Play on Normal as Rome, and it should be quite easy actually. Just remember to focus on diplomacy from the beginning. Carthage is rigged to hate you, as is Epeiros, so peace will be nigh impossible. But given that Epeiros and Carthage are the initial main antagonists when playing as Rome, you should secure friendships with the factions that are against them, turn neutral factions against them, and befriend/ally with factions that can threaten from fronts on the opposite side of your empire borders. You don't want to fight a horde invasions from angry central/south/east european factions while also having to deal with numerous invasions from the war against the mighty Carthaginian empire.
And keep in mind that Romes units are super strong and not so expensive. Principes and triarri as heavy infantry and good cavalry, all having a ton of armor, will totally destroy everything. But of course not automatically, you still have to use them tactically sound. And city of Roma can spit out godly numbers of these units every turn, so raising armies is done very quickly.

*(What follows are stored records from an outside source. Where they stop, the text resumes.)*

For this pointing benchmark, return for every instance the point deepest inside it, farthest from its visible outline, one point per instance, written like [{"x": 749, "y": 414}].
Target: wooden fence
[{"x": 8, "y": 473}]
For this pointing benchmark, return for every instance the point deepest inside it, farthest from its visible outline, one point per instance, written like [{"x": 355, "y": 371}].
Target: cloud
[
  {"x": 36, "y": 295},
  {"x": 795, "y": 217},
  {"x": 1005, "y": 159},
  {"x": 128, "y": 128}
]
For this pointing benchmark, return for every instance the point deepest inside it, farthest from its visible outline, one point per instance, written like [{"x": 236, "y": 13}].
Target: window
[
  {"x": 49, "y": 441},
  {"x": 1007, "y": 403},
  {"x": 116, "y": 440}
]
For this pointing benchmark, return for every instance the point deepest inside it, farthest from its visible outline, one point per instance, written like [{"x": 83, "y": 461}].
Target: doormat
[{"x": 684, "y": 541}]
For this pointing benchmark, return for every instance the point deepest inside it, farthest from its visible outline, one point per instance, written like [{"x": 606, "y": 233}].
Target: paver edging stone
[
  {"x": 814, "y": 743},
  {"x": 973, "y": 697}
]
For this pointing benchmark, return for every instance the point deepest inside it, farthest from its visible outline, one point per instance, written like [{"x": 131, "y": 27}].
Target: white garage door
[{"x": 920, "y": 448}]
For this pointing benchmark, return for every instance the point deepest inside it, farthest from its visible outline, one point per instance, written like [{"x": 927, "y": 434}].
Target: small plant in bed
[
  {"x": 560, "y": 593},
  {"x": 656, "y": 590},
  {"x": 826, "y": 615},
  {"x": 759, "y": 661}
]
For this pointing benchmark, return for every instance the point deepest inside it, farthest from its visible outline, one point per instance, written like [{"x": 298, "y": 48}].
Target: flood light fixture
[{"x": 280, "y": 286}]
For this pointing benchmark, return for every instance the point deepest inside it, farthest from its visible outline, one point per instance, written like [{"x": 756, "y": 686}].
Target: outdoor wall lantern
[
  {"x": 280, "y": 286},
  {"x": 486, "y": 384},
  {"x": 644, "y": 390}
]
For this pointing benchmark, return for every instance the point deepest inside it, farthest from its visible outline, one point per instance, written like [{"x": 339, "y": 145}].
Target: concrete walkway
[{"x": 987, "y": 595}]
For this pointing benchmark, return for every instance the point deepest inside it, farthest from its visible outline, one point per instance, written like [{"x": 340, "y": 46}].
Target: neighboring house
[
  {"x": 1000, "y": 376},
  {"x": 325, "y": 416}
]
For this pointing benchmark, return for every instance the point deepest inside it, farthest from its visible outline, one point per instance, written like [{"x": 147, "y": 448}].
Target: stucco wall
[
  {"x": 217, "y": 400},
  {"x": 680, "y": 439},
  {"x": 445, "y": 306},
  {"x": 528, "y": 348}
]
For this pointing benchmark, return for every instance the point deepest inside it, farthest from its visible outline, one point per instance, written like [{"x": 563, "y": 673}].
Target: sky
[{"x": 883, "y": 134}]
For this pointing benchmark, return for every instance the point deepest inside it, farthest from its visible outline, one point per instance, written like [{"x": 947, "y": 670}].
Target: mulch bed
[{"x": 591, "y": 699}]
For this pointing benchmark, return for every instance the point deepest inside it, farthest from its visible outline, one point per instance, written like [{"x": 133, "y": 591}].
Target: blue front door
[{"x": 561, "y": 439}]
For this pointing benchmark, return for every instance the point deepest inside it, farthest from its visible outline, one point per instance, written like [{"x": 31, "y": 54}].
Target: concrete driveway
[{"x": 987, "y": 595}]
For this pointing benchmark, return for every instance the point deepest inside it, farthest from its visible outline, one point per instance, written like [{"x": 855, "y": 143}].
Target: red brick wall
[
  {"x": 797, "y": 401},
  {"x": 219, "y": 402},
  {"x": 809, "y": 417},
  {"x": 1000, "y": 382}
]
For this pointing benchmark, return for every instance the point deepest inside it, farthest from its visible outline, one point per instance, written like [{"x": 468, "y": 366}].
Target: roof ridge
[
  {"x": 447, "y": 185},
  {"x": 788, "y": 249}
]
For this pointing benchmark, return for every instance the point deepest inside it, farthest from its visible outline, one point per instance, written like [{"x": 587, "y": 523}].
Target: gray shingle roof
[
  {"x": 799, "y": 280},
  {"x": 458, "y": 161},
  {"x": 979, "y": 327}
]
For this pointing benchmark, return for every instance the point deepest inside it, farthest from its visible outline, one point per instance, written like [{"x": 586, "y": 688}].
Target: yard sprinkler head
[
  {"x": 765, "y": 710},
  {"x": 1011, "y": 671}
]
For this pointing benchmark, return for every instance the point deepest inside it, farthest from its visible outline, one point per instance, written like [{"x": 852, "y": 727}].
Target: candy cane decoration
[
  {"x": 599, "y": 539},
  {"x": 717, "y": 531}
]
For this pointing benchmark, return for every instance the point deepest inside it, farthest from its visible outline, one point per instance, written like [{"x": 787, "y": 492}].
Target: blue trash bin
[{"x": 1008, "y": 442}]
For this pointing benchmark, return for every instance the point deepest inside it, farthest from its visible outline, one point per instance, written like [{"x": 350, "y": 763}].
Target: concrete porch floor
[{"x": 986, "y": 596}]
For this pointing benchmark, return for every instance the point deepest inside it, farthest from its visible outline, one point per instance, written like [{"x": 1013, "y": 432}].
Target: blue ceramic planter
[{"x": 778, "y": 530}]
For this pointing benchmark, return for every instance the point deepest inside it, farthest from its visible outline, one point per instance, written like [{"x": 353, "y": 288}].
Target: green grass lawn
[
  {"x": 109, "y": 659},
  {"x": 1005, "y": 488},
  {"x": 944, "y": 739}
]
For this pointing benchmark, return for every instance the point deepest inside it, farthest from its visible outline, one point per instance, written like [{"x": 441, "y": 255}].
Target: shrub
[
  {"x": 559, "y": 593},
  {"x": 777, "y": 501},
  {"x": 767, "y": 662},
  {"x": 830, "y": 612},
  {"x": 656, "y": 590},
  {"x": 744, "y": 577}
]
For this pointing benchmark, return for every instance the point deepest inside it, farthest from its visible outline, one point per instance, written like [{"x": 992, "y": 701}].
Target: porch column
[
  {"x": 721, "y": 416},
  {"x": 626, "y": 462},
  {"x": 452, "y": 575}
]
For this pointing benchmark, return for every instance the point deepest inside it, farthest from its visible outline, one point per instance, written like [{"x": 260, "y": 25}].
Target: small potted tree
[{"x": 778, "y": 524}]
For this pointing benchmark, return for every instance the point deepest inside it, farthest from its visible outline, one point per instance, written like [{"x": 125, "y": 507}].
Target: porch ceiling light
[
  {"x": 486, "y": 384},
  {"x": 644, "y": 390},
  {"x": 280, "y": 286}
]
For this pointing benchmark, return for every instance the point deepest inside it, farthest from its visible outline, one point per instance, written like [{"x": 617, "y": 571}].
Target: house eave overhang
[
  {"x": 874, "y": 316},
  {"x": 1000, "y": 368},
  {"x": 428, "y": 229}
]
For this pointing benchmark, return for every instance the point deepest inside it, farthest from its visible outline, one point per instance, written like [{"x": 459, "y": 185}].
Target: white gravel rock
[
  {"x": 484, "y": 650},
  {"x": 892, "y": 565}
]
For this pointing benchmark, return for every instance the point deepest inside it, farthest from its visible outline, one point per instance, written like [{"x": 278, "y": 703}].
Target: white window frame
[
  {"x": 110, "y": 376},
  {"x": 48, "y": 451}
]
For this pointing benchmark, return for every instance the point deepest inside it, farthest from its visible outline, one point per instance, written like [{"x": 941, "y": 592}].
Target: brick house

Final note; on loyalty: Factions get permanently more loyal to you when their characters get promoted. So using them for generals that will then result in their possible promotion is a very good idea. Make sure to get them married and send their wifes on mission, as wifes gets autopromoted whenever they go on a mission (males will not) and for each wife promotion level comes more loyalty. Hire more characters for factions and marry them too. Very loyal faction generals will give the units in their army a nice -9% unit upkeep reduction, which can combine with significant upkeep cost reductions from general upgrade cards, promotions, government type, from agent accompanying the army AND from research. I believe you can probably end up getting close to -50% upkeep costs, which is obviously extremely significant. Especially useful for super elite armies with very strong and expensive units as the savings will be that much greater.